Pulmonary embolism - nurse's actions

  1. 0 I have NCLEX test questions that contradict each other. Which is the initial action:

    1. Elevate head of bed
    2. Give oxygen.

    I would assume elevate bed, since physician's order required for oxygen.

    Also, I'm confused about positioning with embolism in general. Some books say "elevate the head of bed", some say put the patient in left Trandelenburg position to trap the clot in right atrium/ventricle.

    Which is the correct nursing action?
  2. Enjoy this?

    Join thousands and get our weekly Nursing Insights newsletter with the hottest, discussions, articles, and toons.

  3. Visit  Nuieve} profile page

    About Nuieve

    36 Years Old; Joined Feb '05; Posts: 270; Likes: 139.

    15 Comments so far...

  4. Visit  leosrain} profile page
    Quote from Nuieve
    I have NCLEX test questions that contradict each other. Which is the initial action:

    1. Elevate head of bed
    2. Give oxygen.

    I would assume elevate bed, since physician's order required for oxygen.

    Also, I'm confused about positioning with embolism in general.
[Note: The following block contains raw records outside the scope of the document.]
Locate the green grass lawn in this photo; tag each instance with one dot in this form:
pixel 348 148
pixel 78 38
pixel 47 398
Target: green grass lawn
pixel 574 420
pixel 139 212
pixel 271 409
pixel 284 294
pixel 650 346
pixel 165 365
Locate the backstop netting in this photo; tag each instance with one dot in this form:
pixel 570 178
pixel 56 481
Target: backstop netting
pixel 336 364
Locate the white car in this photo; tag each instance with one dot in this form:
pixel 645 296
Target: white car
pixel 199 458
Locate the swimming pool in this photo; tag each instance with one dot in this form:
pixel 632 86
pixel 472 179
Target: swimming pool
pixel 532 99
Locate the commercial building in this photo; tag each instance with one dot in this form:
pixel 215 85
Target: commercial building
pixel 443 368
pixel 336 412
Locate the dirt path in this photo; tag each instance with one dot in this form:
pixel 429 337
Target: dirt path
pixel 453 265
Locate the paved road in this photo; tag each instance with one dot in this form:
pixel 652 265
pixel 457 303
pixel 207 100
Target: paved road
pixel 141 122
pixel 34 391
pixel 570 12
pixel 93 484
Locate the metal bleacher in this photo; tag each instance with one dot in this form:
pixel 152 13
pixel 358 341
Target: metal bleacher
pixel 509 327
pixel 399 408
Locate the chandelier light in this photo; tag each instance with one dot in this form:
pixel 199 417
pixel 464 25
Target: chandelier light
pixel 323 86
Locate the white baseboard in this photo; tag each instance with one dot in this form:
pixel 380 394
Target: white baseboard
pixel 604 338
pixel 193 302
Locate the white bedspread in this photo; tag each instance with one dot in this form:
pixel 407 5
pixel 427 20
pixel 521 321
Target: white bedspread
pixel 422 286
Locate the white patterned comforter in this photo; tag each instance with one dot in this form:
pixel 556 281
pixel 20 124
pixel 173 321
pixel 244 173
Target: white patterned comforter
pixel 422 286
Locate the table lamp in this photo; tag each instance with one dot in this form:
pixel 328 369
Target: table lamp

Some books say "elevate the head of bed", some say put the patient in left Trandelenburg position to trap the clot in right atrium/ventricle.

    Which is the correct nursing action?
    I'm not sure what the correct answer is...but wow! I would never wait for a doc's orders before giving 02 in an emergency. I'd probably be elevating the bed and administering 02 at the same time. But you're right, I can't immediately recall the correct bed positioning. I now feel the need to research it stat!

    I do know that if the patient has a PE, the clot has already gone through the heart and to the lungs, so it would be hard to trap it in the heart.

    Can anyone better describe the correct actions?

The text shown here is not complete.